In conclusion, the diabetes dashboard intervention significantly reduced diabetes-related medical and psychosocial disparities among Latinos with poorly controlled T2D compared with a similar diabetes team condition without access to the diabetes dashboard. The use of a disease-specific clinical dashboard that addresses medical and psychosocial aspects of T2D treatment has broad applicability to other common chronic diseases that also require a focus on patient-centered, comprehensive, and efficient team care.
Clinical trial reg. no. NCT02156037, clinicaltrials.gov.
Article Information
Acknowledgments. The authors thank Gbenga Ogedegbe of NYU Langone Medical Center and Ana Ronderos and Kathy Berdecia of Holyoke Health Center for their clinical expertise and support during the completion of the study.
Funding. This project was supported by the National Institute of Diabetes and Digestive and Kidney Diseases, National Institutes of Health, through grant 5R01-DK-084325-04.
Duality of Interest. G.W. is the Chief Scientific Officer of Silver Fern Healthcare. No other potential conflicts of interest relevant to this article were reported.
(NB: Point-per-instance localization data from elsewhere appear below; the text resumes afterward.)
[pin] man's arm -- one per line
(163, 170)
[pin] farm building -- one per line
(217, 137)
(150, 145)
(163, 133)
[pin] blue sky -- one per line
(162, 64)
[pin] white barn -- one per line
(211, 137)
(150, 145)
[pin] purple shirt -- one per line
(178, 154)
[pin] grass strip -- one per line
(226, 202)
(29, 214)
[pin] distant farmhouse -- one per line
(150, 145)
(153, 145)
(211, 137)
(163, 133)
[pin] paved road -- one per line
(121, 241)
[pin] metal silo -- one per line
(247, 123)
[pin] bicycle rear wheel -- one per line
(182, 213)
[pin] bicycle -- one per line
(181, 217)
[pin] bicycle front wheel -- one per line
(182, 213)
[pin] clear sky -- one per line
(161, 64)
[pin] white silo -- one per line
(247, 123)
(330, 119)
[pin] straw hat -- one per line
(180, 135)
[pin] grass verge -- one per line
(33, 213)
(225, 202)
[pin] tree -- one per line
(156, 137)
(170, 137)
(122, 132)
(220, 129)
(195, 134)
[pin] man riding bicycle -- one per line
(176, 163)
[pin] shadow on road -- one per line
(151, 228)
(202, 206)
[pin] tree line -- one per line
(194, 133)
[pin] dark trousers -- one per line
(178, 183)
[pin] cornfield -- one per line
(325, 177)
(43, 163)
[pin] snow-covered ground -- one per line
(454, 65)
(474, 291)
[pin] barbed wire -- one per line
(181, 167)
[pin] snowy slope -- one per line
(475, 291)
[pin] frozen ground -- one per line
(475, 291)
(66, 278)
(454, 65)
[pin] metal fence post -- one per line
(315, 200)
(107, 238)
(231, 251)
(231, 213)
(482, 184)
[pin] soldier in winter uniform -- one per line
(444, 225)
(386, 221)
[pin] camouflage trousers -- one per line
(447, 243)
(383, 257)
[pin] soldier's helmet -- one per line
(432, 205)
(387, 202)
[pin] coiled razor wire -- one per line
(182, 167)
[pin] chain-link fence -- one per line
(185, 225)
Author Contributions. G.W. designed the study, oversaw the study conduct as principal investigator, and wrote the manuscript. S.E.Z. oversaw data collection and management, conducted the data analysis, and edited the manuscript. P.S.-K. and Z.R. developed and implemented the intervention and assisted in manuscript development. S.-E.B. assisted in intervention planning and edited the manuscript. M.C.R. assisted in assessing intervention fidelity and edited the manuscript. R.A.G. acted as medical supervisor, conducted the training of providers and diabetes educators, and edited the manuscript. G.W. is the guarantor of this work and, as such, had full access to all the data in the study and takes responsibility for the integrity of the data and the accuracy of the data analysis.